Simpático e atencioso para com a comunidade católica como lhe era peculiar, naquela
noite ele se despediu de cada fiel desejando a todos um feliz 1975 e
aproximadamente às oito e meia da noite, findada a missa, ele se dirigiu a Edson Cirilo, conhecido motorista santa-luziense que costumava fazer suas
viagens, e, entrando no novíssimo jipe azul-xingu ano 74 teria dito: “vamos
rápido, que hoje ainda temos Santa Luzia e São José para fazer!” – referindo-se
à rodada de missas que celebraria naquela noite no Vale do Sabugi. Cirilo
engatou a primeira e arrancou em direção a Santa Luzia, deixando para trás uma
cidade vibrante e feliz que lotava alegremente a praça e o patamar da igreja
aguardando a hora de se dirigir ao clube para coroar a noite de festa.
A
viagem começou como qualquer outra, com padre Jerônimo contente e à vontade
puxando aqui acolá algum assunto e Edson Cirilo com o pé firme no acelerador e
o olhar atento à estrada de barro (hoje rodovia estadual 233) iluminada apenas pelos
faróis do jipe, cuja luz arrojada contrastava com a mansidão da luz da lua que
por aquelas horas já clareava o horizonte varzeense em seu terceiro dia de
cheia.
No
entanto depois de algumas ladeiras vencidas e cerca de três quilômetros
percorridos, foi bem no fim de uma descida que aquela viagem até então
tranquila seria atravessada por um destino fatal: outro jipe, vindo em sentido
contrário, com certa velocidade e sobrepeso de pessoas, perdeu o controle ao
tentar desviar de uma valeta que ficava no meio da estrada, invadindo a contramão
e avançando contra o veículo dirigido por Edson Cirilo em que padre Jerônimo ocupava
o banco de passageiro.
O
então jovem motorista Edson Cirilo tentou usar de todas as habilidades que possuía
para evitar a colisão frontal, girando o volante para a direita e jogando o jipe
para fora da estrada, tencionando a todo custo segurar a direção a fim de evitar
o acidente. No entanto não conseguiu evitar o toque do outro veículo na lateral
do seu jipe, o que fez com o veículo em que estava o padre Jeronimo fosse jogado
violentamente contra os morrotes de barro da beira da estrada, capotando duas
vezes até finalmente parar. “Depois de capotar, o carro caiu de pé!”, relembra
Edson Cirilo, que recorda perfeitamente de tudo o que aconteceu naquela
fatídica noite.
Arremessado
para fora do veículo, padre Jerônimo já agonizava sem murmurar mais nenhuma palavra,
até falecer no meio do sertão; o mesmo sertão para o qual um dia viera da
Holanda realizar sua missão vocacional, dando ali, na beira da estrada, seu
último suspiro de vida, testemunhado apenas pela lua de dezembro e pelo desespero
de um jovem motorista que também apresentava graves machucados.
Na
estrada, o jipe que provocara o acidente havia fugido sem prestar socorro e
Edson Cirilo se encontrava sozinho tateando forças que não tinha em busca de ajuda.

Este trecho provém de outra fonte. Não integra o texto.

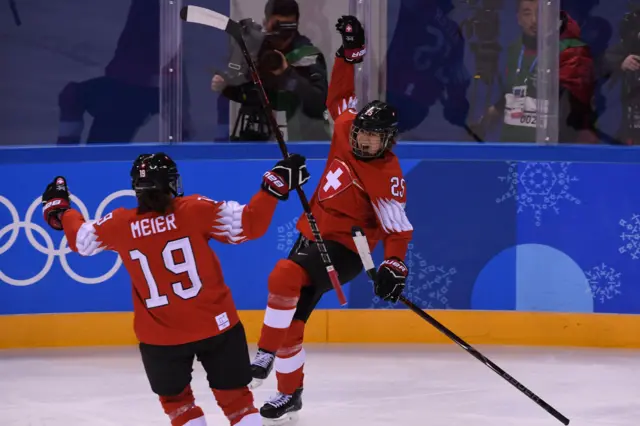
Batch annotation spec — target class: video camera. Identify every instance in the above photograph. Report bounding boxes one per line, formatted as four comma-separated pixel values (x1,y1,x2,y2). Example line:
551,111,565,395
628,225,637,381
620,6,640,54
220,18,298,85
459,0,504,84
220,19,298,141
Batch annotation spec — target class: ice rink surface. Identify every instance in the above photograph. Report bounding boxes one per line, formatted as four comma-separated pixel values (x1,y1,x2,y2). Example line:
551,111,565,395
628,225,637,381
0,345,640,426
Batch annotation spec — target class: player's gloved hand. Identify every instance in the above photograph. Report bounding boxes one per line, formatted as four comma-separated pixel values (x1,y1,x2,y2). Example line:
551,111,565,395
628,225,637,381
373,257,409,303
42,176,71,231
262,154,309,200
336,15,367,64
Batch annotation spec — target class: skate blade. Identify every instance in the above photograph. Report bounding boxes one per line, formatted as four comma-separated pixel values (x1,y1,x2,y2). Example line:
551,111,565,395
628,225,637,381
247,377,264,389
262,411,299,426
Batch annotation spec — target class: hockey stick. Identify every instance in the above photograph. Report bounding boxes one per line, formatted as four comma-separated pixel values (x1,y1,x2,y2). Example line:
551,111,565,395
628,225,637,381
180,6,347,306
351,226,569,425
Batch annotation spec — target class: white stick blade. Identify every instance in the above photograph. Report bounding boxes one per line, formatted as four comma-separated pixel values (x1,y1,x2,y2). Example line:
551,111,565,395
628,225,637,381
352,229,375,271
180,6,229,31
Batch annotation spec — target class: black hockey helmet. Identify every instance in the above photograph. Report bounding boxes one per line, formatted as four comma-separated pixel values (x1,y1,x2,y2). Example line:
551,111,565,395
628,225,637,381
350,101,398,160
131,152,184,197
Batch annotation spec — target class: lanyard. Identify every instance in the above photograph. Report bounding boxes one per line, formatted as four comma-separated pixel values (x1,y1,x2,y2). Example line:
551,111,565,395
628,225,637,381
516,46,538,74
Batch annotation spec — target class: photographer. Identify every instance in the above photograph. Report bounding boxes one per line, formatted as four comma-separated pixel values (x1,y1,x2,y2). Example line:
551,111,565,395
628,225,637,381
211,0,329,141
474,0,598,143
604,10,640,145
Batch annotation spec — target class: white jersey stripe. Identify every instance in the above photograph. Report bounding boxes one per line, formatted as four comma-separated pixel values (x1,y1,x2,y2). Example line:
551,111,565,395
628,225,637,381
371,198,413,234
76,222,104,256
212,201,247,244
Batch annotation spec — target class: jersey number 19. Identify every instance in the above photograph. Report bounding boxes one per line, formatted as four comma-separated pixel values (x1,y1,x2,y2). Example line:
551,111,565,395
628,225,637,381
129,237,202,309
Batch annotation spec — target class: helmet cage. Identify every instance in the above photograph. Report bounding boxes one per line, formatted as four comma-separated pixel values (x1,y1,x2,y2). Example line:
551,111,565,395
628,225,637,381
349,122,398,160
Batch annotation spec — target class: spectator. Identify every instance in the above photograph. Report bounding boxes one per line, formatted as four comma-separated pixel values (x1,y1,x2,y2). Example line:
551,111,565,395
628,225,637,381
476,0,597,143
211,0,329,141
604,10,640,145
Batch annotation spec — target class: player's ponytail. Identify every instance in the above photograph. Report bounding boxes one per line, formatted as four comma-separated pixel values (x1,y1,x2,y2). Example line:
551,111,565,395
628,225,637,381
137,190,173,214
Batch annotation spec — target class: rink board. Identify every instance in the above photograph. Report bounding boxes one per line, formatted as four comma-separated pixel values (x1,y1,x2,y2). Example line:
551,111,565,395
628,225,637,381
0,143,640,347
0,309,640,348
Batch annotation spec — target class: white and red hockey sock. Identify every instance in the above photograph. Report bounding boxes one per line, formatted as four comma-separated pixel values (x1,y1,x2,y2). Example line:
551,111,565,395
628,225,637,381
160,386,207,426
274,320,306,395
258,259,309,353
211,386,262,426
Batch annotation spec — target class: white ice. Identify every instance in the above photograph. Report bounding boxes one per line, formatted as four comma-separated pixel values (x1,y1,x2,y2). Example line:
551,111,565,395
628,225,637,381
0,345,640,426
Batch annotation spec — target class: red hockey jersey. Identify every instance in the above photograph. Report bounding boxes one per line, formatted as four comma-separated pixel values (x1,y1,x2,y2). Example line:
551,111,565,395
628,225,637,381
298,58,413,260
62,191,277,345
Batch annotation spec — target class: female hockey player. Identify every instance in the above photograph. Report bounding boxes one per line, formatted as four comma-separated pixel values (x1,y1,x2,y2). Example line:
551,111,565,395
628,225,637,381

Um motorista chamado Assis, que trabalhava para o comerciante santa-luziense Joanísio
da Mercearia, foi a primeira pessoa a parar e socorrer o motorista acidentado,
deparando-se então com a terrível notícia que dali a poucos minutos inevitavelmente
se espalharia pelo boca-a-boca e chocaria a todos nas cidades do vale do Sabugi
e circunvizinhanças.
Padre Jerônimo Lawen. Arquivo: Paróquia de Santa Luzia |
Em
Santa Luzia, os fiéis que já estranhavam a demora do padre, o qual geralmente
se destacava pela pontualidade europeia, receberam atônitos a triste notícia do
acidente. A partir dali o clima de festa acabava completamente, dando lugar à
comoção.
Quando
os primeiros registros sobre do acidente chegaram a Várzea, a vibração contagiante
de uma cidade em festa murchou automaticamente, e, como no poema de Drummond, a
festa acabou, a noite esfriou e o povo sumiu. A cidade, que se preparava para a
grande noite de ano no Clube Municipal, ficou em choque, com muitas pessoas se
dirigindo ao local do acidente para se certificar do terrível acontecido com os
próprios olhos, outras chorando amparadas pelos familiares e amigos, e os
bancos da praça esvaziando-se pouco a pouco. Titi Macambira, cujo caminhão viera dos sítios do município lotado de gente animada para a festa de noite de ano,
começava a recolher as pessoas para fazer o caminho de volta, e no clube municipal
a festa que havia sido preparada era cancelada em meio à tristeza e frustração
de todos que já se faziam presentes por ali.
Para
a jovem Ceicinha de Rafael, cujo coração palpitava antes de empolgação e
alegria, coube a sensação triste de uma noite que jamais aconteceu, restando a
ela retirar a maquiagem e o vestido que cuidadosamente havia escolhido para a
sua hora de estrela. E todos regressaram para suas casas, comovidos e abalados
para aguardar a provavelmente mais triste passagem de ano da história
varzeense. Restava aos habitantes da cidade rezar pela alma de um padre que
tanto amor havia dedicado à comunidade católica da igreja de São Francisco e esperar um
ano vindouro de notícias melhores do que as trágicas e enternecidas notas acerca
do acidente que a rádio Espinharas de Patos divulgaria na manhã de 1º de
janeiro de 1975.
Acordes de sanfona, retretas no coreto e serestas de fim de século
Na
virada dos anos 70 para os anos 80, eram os sanfoneiros patoenses Evandro e
Manoel Valadares que davam ritmo dançante à noite de ano na antiga quadra que
se localizava em frente às tradicionais bodegas da rua Antônio Urgolino. Essas
festas de ano novo varavam a madrugada e por vezes amanheciam o dia saudando a
manhã do ano que acabava se se iniciar.
Com
a construção do coreto municipal, que substituiria a antiga da Antônio Urgolino,
as noites de ano tornaram-se ainda mais atraentes e robustas, aglutinando gente
de todas as comunidades e municípios vizinhos, animados pelas retretas da banda
filarmônica municipal ou atrações de música ao vivo contratadas pela prefeitura.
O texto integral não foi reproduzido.